Ethanol will not lead to energy independence. If all the corn produced in America in 2005 were dedicated to ethanol production (and only 14.3 percent of it was), U.S. gasoline consumption would have dropped by only 12 percent. For corn ethanol to completely displace gasoline in this country, we would need to appropriate all U.S. cropland, turn it over to ethanol production, and then find 20 percent more land on top of that.

The U.S. Energy Information Administration believes the practical limit for domestic ethanol production is about 700,000 barrels per day — in 2030. In 23 years, that will translate into about 6 percent of the U.S. transportation fuels market.

According to a 2005 report by the U.S. Department of Agriculture, corn ethanol costs an average of $2.53 to produce — several times what it costs to produce a gallon of gasoline.

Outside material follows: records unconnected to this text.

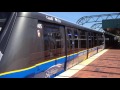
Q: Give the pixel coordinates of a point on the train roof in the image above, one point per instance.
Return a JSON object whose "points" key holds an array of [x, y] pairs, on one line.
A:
{"points": [[52, 19]]}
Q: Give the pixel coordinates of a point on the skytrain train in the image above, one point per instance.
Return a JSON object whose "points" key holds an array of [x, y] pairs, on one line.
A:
{"points": [[36, 45]]}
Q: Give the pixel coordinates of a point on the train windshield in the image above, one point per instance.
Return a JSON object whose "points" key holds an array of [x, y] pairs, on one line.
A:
{"points": [[4, 16]]}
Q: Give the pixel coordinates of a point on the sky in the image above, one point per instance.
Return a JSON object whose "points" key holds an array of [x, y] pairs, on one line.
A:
{"points": [[74, 16]]}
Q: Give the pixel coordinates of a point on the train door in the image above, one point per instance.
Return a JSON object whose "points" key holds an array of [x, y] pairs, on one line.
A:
{"points": [[54, 50]]}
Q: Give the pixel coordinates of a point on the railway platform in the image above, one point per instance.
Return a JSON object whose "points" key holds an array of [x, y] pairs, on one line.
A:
{"points": [[105, 64]]}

Without subsidies, costs would be higher still. A study from the International Institute for Sustainable Development last fall found that ethanol subsidies amount to $1.05 to $1.38 per gallon, or 42 to 55 percent of ethanol’s wholesale market price.

Ethanol does not reduce gasoline prices. If you lived in urban areas that used reformulated gasoline last summer — that’s the environmentally “clean” gasoline required for areas with air pollution problems — you might have paid up to 60 cents a gallon more for gasoline.

That’s because the federal government required oil refineries to use 4 billion gallons of ethanol in 2006, regardless of price, and gas pump prices last summer reflected the fact that ethanol was twice as expensive as conventional gas in wholesale markets, and far more costly to deliver.

Switchgrass (cellulosic ethanol) will not set us free. Guy Caruso, who heads EIA, noted last December that the capital costs associated with cellulosic ethanol production were five times greater than those for conventional corn ethanol production. Estimates like that are a bit soft, however, because there is no cellulosic ethanol industry in existence at present.

Betting the farm on an industry that doesn’t yet exist to produce a product that is known to be staggeringly expensive isn’t the best use of tax dollars. Remember how nuclear power would be “too cheap to meter”? And how synthetic oil from coal would revolutionize the gasoline sector?

The truth is that if ethanol has commercial merit, it doesn’t need the subsidy. And if it doesn’t, no amount of subsidy will bestow it.